Jeśli tak jak ja lubicie produkcje Aardmana, to śledziliście losy tej gry. Jeśli nie wiecie o czym piszę, to powiem tylko jedno słowo “plastelinki”. Jeszcze nie? “Golenie owiec”? Wciąż nie? “Uciekające kurczaki”? “Baranek Shaun”?

Dobra, już przestaję, obiecuję. W każdym razie jest sobie taka firma Aardman, która robi filmy z użyciem plastelinkowych postaci, filmy przeokrutnie śmieszne takim dobrym, brytyjskim (zaryzykowałbym nawet stwierdzenie, że czasami pythonowskim) poczuciem humoru. Fantastyczne jest w filmach Aardmana to, że nadają się równie dobrze dla dzieci – które śmieją się z tych prostych żartów – jak i dorosłych – którzy śmieją się z całej reszty. Oglądam regularnie z synkiem i obaj sobie bardzo chwalimy.

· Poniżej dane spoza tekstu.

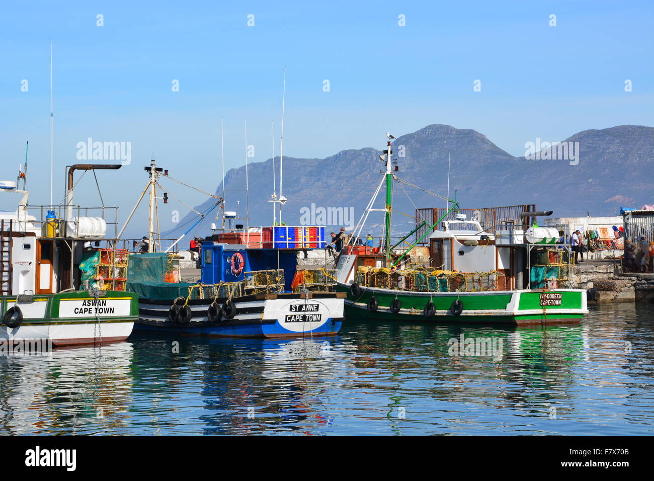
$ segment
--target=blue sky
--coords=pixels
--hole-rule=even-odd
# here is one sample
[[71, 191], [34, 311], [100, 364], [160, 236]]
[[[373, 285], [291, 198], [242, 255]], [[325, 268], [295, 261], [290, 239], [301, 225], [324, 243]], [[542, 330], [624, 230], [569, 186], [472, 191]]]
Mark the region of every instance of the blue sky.
[[[250, 161], [269, 158], [284, 67], [284, 154], [295, 157], [379, 147], [387, 131], [434, 123], [478, 130], [514, 155], [537, 137], [654, 126], [653, 14], [649, 1], [5, 2], [0, 178], [15, 177], [29, 140], [31, 201], [48, 201], [50, 38], [56, 202], [78, 142], [129, 141], [131, 164], [100, 175], [105, 203], [125, 219], [152, 152], [171, 175], [215, 190], [221, 117], [226, 168], [243, 164], [246, 118]], [[205, 198], [173, 191], [192, 205]], [[86, 177], [78, 200], [99, 205], [95, 192]]]

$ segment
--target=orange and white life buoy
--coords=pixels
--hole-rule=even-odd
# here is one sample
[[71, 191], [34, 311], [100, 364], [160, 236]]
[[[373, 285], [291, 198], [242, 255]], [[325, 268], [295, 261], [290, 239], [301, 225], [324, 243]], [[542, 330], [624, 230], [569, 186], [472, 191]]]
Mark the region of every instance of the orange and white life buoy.
[[245, 264], [245, 261], [243, 255], [240, 252], [234, 254], [232, 256], [232, 274], [236, 277], [240, 276], [241, 273], [243, 272]]

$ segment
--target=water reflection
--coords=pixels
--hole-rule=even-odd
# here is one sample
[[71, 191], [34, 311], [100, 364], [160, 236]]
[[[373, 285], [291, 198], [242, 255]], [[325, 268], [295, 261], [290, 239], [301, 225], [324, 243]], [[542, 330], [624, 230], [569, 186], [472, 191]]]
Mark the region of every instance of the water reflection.
[[[581, 326], [546, 329], [351, 319], [333, 338], [137, 336], [45, 361], [2, 359], [0, 429], [651, 434], [653, 314], [616, 305], [592, 310]], [[453, 340], [496, 350], [466, 355]]]

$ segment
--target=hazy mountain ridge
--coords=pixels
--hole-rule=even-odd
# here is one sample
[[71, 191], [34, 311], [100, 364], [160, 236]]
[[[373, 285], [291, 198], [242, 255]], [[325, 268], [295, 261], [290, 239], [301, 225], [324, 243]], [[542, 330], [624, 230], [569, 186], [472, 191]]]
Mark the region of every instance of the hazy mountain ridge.
[[[457, 189], [457, 200], [464, 208], [535, 203], [539, 209], [553, 210], [557, 217], [585, 215], [587, 211], [599, 216], [617, 215], [621, 204], [629, 199], [632, 199], [630, 207], [654, 203], [654, 183], [648, 175], [654, 172], [654, 128], [622, 125], [591, 129], [564, 141], [579, 142], [578, 164], [570, 165], [568, 160], [514, 157], [475, 130], [438, 124], [398, 137], [392, 141], [392, 150], [400, 179], [441, 195], [446, 194], [449, 154], [450, 198]], [[324, 159], [284, 157], [283, 193], [288, 200], [283, 220], [288, 225], [298, 224], [300, 209], [312, 204], [354, 207], [358, 219], [381, 179], [379, 171], [384, 164], [378, 158], [385, 144], [385, 137], [380, 136], [379, 150], [344, 150]], [[279, 195], [279, 157], [275, 163], [275, 188]], [[269, 225], [271, 159], [250, 163], [249, 179], [250, 225]], [[241, 213], [245, 215], [245, 166], [226, 173], [227, 210], [236, 210], [236, 201], [241, 200]], [[396, 183], [396, 212], [413, 215], [414, 204], [419, 207], [445, 206], [441, 199], [405, 185], [404, 188], [413, 203]], [[216, 192], [222, 195], [222, 184]], [[376, 206], [383, 207], [383, 191], [378, 200]], [[207, 201], [196, 209], [202, 211], [210, 204]], [[189, 214], [181, 224], [194, 216]], [[381, 213], [373, 213], [369, 225], [381, 221]], [[207, 233], [213, 222], [216, 222], [214, 216], [209, 216], [194, 232]], [[404, 216], [394, 217], [400, 232], [412, 223]]]

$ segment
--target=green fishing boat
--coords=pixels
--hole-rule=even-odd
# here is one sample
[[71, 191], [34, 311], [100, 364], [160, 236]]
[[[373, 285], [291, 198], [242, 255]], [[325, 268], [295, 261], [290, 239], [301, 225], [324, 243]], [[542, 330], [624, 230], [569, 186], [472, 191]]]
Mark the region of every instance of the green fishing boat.
[[[347, 296], [346, 315], [415, 323], [534, 325], [579, 323], [588, 313], [586, 291], [574, 288], [570, 250], [554, 243], [557, 232], [535, 222], [524, 228], [551, 211], [525, 213], [510, 226], [487, 228], [458, 213], [456, 199], [443, 197], [448, 209], [436, 222], [417, 222], [415, 229], [392, 245], [393, 183], [417, 186], [398, 177], [390, 140], [385, 151], [380, 157], [386, 162], [385, 173], [337, 263], [336, 289]], [[385, 182], [385, 207], [375, 209]], [[380, 211], [385, 212], [381, 245], [361, 246], [358, 239], [366, 220]], [[413, 241], [407, 241], [414, 235]], [[418, 264], [411, 253], [425, 239], [429, 263]], [[398, 251], [400, 245], [408, 247]]]

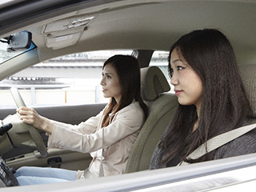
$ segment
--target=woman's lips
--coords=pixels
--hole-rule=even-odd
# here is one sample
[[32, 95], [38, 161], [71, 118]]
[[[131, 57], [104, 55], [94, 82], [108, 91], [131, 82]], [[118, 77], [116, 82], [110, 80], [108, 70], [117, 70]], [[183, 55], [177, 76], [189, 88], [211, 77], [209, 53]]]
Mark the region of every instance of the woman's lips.
[[174, 90], [174, 91], [175, 91], [176, 96], [179, 95], [182, 92], [182, 90]]

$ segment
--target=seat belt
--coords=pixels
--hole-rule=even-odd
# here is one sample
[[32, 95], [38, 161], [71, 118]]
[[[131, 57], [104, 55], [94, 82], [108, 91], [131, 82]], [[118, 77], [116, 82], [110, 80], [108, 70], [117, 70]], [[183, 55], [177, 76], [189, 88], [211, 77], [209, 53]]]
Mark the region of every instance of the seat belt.
[[[207, 150], [206, 148], [206, 143], [205, 142], [202, 145], [201, 145], [198, 148], [197, 148], [195, 150], [194, 150], [189, 156], [187, 156], [187, 158], [191, 159], [198, 158], [202, 155], [207, 153], [210, 153], [214, 150], [216, 150], [217, 148], [228, 143], [229, 142], [233, 141], [234, 139], [248, 133], [249, 131], [255, 128], [256, 128], [256, 123], [251, 124], [249, 126], [242, 126], [238, 129], [232, 130], [224, 134], [217, 135], [214, 138], [212, 138], [207, 141]], [[186, 165], [186, 164], [190, 164], [190, 163], [186, 162], [182, 162], [178, 163], [178, 166]]]
[[98, 177], [104, 177], [104, 170], [103, 170], [103, 144], [104, 144], [104, 127], [102, 128], [102, 157], [101, 157], [101, 164], [99, 167]]

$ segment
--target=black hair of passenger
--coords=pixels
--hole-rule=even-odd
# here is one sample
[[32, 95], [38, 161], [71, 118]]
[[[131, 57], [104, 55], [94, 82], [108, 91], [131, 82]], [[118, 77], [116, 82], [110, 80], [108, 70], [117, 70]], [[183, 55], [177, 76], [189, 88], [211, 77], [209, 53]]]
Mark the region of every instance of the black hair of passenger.
[[174, 49], [199, 76], [203, 90], [196, 130], [193, 131], [198, 120], [195, 106], [178, 105], [158, 146], [165, 157], [162, 162], [166, 164], [177, 155], [181, 161], [191, 163], [211, 160], [216, 150], [198, 159], [186, 158], [210, 138], [242, 126], [250, 112], [234, 52], [218, 30], [194, 30], [180, 38], [170, 48], [169, 70]]

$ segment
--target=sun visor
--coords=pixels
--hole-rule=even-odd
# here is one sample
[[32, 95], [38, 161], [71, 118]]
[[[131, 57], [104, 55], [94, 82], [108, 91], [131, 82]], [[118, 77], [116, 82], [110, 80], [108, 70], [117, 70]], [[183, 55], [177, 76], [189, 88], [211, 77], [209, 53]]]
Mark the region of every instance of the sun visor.
[[56, 21], [44, 26], [46, 44], [49, 48], [58, 50], [75, 45], [95, 16], [84, 16]]

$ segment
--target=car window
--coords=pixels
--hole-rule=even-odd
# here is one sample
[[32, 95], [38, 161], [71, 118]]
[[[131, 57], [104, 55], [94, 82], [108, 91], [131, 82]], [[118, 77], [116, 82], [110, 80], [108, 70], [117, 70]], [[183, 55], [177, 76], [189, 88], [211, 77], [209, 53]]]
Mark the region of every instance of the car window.
[[2, 81], [0, 106], [14, 106], [9, 90], [11, 86], [19, 89], [27, 106], [108, 102], [100, 86], [103, 63], [112, 55], [131, 54], [132, 51], [77, 53], [30, 66]]
[[156, 66], [162, 70], [171, 87], [170, 92], [172, 92], [174, 89], [168, 74], [168, 57], [169, 51], [155, 50], [151, 57], [150, 66]]

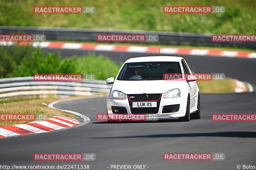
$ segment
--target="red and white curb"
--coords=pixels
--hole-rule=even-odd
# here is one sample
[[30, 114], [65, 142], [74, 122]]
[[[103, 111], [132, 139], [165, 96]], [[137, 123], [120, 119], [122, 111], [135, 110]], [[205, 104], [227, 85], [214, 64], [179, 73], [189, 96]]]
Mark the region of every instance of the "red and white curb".
[[[252, 92], [253, 91], [252, 86], [248, 83], [243, 82], [234, 79], [236, 82], [236, 86], [235, 91], [236, 93], [241, 93], [249, 92]], [[248, 90], [246, 90], [246, 86], [248, 88]]]
[[[84, 97], [79, 98], [84, 99]], [[91, 98], [86, 97], [87, 98]], [[68, 113], [80, 116], [83, 122], [79, 121], [60, 115], [56, 115], [52, 117], [42, 121], [30, 122], [26, 124], [20, 124], [0, 127], [0, 138], [19, 136], [23, 135], [49, 132], [66, 130], [70, 128], [84, 125], [90, 122], [90, 118], [80, 113], [71, 110], [63, 110], [54, 107], [53, 106], [63, 101], [78, 100], [77, 98], [64, 99], [49, 103], [47, 107], [62, 112]]]
[[80, 123], [75, 119], [56, 115], [48, 119], [35, 121], [26, 124], [1, 127], [0, 137], [51, 132], [69, 128]]
[[[0, 45], [11, 45], [12, 42], [0, 42]], [[21, 42], [21, 45], [27, 43]], [[132, 53], [158, 53], [161, 54], [182, 54], [194, 55], [208, 55], [230, 57], [244, 57], [256, 58], [256, 53], [222, 51], [208, 49], [199, 49], [137, 46], [99, 45], [89, 44], [64, 43], [55, 42], [36, 42], [31, 43], [34, 47], [51, 48], [69, 49], [81, 49], [104, 51], [121, 51]]]

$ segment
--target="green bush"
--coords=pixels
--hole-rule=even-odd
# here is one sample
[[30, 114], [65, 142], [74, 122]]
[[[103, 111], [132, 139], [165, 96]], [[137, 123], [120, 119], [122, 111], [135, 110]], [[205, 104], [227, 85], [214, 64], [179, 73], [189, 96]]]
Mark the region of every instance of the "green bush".
[[0, 78], [36, 73], [92, 73], [97, 80], [115, 77], [121, 65], [102, 55], [89, 54], [62, 58], [60, 53], [28, 46], [0, 46]]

Ten przydługi wstęp ma oddać moje podniecenie, wynikające z faktu, iż na pecetowym Steamie (a niedługo na XBLA) pojawiła się pierwsza udana gra o historycznych już dzisiaj bohaterach Aardmana, niesamowitym wynalazcy Wallace’ie oraz jego – znacznie od niego mądrzejszym – psie Gromicie. Jest to przygodówka zrobiona przez studio odpowiedzialne za całkiem udany powrót Sama i Maxa, chociaż przyznam, że drugi sezon już mnie znudził. Wallace & Gromit będzie się ukazywał co miesiąc od teraz aż do wakacji i będą to cztery przygodówki – pierwsza z nich wystarczyła mi na dwie godziny z ogonkiem, ale bawiłem się świetnie.

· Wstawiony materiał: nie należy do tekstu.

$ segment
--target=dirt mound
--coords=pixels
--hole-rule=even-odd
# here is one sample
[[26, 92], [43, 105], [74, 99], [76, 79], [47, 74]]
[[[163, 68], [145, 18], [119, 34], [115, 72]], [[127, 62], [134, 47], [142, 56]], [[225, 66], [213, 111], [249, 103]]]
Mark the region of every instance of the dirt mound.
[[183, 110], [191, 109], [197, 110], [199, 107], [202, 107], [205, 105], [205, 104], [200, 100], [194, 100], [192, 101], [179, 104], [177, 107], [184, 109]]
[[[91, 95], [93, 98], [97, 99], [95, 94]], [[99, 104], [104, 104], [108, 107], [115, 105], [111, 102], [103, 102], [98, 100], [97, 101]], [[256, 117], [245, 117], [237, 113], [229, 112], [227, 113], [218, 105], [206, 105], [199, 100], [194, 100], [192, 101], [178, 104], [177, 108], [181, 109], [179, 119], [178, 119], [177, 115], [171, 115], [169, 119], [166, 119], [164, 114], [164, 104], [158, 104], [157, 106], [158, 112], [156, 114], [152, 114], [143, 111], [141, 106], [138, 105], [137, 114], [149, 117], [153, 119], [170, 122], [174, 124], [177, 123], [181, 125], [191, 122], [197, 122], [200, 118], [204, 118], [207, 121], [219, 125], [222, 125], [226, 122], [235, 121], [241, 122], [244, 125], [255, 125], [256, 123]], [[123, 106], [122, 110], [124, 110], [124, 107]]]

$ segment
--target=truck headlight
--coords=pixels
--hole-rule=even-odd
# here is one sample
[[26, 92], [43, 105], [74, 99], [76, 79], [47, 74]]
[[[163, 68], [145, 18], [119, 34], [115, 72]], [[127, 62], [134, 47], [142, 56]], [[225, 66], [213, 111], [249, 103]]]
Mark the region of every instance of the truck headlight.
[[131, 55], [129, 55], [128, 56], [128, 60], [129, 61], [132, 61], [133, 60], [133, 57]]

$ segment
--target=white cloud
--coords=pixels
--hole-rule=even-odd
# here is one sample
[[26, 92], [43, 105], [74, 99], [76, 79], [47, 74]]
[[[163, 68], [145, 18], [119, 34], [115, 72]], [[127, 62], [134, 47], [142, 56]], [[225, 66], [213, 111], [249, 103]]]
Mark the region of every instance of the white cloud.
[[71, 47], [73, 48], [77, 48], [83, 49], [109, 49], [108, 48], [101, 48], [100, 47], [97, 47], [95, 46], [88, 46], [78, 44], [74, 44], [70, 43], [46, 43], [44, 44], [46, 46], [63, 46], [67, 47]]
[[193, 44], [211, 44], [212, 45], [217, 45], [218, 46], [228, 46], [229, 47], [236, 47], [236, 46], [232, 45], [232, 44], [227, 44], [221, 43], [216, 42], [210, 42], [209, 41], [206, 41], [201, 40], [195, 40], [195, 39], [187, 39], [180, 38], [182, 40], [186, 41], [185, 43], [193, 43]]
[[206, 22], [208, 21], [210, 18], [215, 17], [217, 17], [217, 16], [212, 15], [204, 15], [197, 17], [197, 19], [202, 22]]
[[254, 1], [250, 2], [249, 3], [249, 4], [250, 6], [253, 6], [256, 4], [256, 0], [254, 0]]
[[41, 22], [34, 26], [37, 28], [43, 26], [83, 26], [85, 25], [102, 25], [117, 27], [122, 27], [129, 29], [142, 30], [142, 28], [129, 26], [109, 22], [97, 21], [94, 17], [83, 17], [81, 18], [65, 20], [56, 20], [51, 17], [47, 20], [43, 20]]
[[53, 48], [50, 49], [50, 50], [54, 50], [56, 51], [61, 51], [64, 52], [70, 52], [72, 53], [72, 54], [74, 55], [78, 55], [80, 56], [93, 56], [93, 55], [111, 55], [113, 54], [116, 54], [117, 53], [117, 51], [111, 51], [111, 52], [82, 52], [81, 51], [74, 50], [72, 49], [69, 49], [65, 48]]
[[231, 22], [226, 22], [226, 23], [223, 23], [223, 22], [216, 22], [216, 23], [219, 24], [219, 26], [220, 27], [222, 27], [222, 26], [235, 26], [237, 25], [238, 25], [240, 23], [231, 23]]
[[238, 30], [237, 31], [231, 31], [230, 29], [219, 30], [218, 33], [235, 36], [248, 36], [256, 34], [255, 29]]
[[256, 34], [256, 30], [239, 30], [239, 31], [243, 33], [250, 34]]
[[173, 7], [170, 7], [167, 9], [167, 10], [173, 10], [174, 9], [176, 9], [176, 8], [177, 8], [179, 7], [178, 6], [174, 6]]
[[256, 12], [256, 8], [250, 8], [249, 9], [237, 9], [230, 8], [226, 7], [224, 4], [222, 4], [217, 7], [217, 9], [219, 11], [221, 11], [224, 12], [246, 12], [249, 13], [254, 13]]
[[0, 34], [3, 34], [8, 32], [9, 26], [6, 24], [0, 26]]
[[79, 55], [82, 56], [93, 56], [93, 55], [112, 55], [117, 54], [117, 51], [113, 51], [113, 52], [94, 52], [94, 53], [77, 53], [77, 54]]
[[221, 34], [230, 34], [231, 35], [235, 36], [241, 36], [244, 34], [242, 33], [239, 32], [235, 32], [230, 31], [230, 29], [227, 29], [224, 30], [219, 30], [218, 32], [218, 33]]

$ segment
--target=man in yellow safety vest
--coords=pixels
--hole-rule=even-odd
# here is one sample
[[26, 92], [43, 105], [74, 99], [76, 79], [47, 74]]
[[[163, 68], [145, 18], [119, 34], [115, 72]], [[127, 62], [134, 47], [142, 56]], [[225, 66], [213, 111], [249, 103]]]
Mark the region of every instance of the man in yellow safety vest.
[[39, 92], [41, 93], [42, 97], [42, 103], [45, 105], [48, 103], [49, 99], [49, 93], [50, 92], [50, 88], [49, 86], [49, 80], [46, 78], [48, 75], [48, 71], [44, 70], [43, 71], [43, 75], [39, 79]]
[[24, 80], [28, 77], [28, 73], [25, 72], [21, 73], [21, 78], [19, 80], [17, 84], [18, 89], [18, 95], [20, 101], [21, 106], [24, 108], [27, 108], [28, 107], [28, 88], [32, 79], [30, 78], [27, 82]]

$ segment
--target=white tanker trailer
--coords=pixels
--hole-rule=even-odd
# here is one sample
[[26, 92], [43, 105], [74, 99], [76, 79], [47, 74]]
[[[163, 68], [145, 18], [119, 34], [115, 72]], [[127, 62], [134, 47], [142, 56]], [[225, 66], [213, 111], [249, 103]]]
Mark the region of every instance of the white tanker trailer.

Sąsiadka Wallace'a wpisuje się w plejadę zwariowanych postaci

Sąsiadka Wallace'a wpisuje się w plejadę zwariowanych postaci

Głównie urzekła mnie stylizacja. Tekstury i postacie zrobione są tak wiernie, że widać nawet na nich odciski klejących je palców! (oczywiście palce są nieprawdziwe, ale studio dodaje je, żeby przydać produkcjom autentyzmu – naprawdę!). Zagadki, w odróżnieniu od tych z Sama i Maxa, nie wymagają wypalenia żadnej nielegalnej substancji, chociaż potrafią troszkę dać w kość jeśli ktoś nie jest obeznany z przygodówkami.

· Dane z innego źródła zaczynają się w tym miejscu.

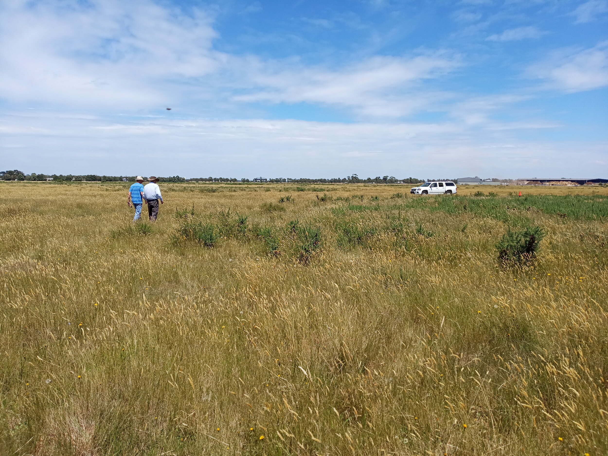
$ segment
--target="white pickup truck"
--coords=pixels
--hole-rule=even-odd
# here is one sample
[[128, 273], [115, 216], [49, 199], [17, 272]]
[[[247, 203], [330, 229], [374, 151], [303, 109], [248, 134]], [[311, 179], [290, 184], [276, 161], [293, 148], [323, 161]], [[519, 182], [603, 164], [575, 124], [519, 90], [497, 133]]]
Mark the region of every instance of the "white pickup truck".
[[454, 195], [456, 193], [456, 184], [450, 181], [441, 182], [426, 182], [419, 187], [410, 190], [413, 195]]

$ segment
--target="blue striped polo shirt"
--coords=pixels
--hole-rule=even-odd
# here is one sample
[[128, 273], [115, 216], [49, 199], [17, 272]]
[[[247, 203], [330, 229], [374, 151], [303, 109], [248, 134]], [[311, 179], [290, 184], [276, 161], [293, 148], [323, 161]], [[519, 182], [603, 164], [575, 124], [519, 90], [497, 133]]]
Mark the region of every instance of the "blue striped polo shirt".
[[143, 191], [143, 185], [139, 182], [136, 182], [135, 184], [132, 185], [129, 188], [129, 192], [131, 192], [131, 202], [135, 203], [136, 204], [140, 204], [142, 203], [142, 194], [139, 192]]

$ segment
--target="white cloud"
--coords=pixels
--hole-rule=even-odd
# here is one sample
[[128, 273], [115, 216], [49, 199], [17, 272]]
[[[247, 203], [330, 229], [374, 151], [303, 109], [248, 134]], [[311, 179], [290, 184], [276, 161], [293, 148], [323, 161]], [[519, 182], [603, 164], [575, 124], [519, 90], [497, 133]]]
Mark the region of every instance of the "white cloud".
[[590, 0], [579, 5], [571, 14], [576, 18], [575, 24], [585, 24], [595, 21], [598, 16], [606, 12], [608, 12], [608, 1]]
[[187, 16], [150, 1], [111, 0], [2, 4], [5, 99], [148, 108], [171, 98], [171, 81], [207, 75], [223, 59], [199, 10]]
[[[350, 173], [458, 177], [474, 171], [508, 178], [541, 171], [561, 175], [564, 170], [584, 174], [606, 157], [605, 143], [522, 142], [508, 130], [492, 127], [480, 134], [477, 126], [460, 122], [150, 118], [119, 123], [36, 111], [4, 116], [0, 125], [5, 167], [36, 173], [251, 178]], [[19, 153], [5, 143], [18, 144]]]
[[516, 41], [540, 38], [547, 33], [539, 30], [536, 27], [519, 27], [506, 30], [502, 33], [491, 35], [486, 40], [489, 41]]
[[250, 102], [309, 102], [393, 117], [443, 96], [413, 89], [460, 64], [454, 54], [432, 52], [332, 69], [226, 54], [213, 49], [203, 11], [152, 0], [2, 4], [0, 98], [16, 104], [133, 113], [198, 103], [236, 114]]
[[587, 49], [557, 51], [528, 70], [551, 88], [580, 92], [608, 86], [608, 41]]
[[459, 64], [457, 57], [440, 53], [410, 58], [376, 57], [336, 71], [297, 63], [288, 70], [285, 64], [274, 69], [260, 64], [249, 75], [264, 88], [235, 99], [334, 105], [364, 116], [399, 117], [444, 97], [430, 91], [417, 93], [415, 89], [422, 80], [439, 77]]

Story kręci się wokół absurdalnego zlecenia, które przyjmuje wiecznie za krótki na froncie pensów Wallace – ma dostarczyć pięćdziesiąt galonów miodu dla znajomego sklepikarza, ale chwilowo rozkręca biznes i dysponuje tylko jednym ulem… od czego jednak umysł wynalazcy (no dobra, i pies-geniusz, i reklamówka środka dla kulturystów)… tam, gdzie spodziewałem się końca akcji, była dopiero połowa tej przeuroczej gry. Filmowości przydaje jej dodatkowo fakt, iż sterujemy strzałkami/WSAD-em, ale jednocześnie na ekranie jest kursor, którym wskazuje się elementy. Efektem tego zabiegu jest bardzo ruchliwa kamera, serwująca wymyślne ujęcia nawet w banalnych sytuacjach (jak choćby zajrzenie do śmietnika).

Znakomity tytuł, deczko za drogi (30 baksów to dzisiaj za dużo kasy jak za taką pchełkę), ale jeśli ktoś lubi Aardmana, to zdecydowanie powinien sprawdzić tę grę. Tutaj można ją kupić, a nawet ściągnąć demo.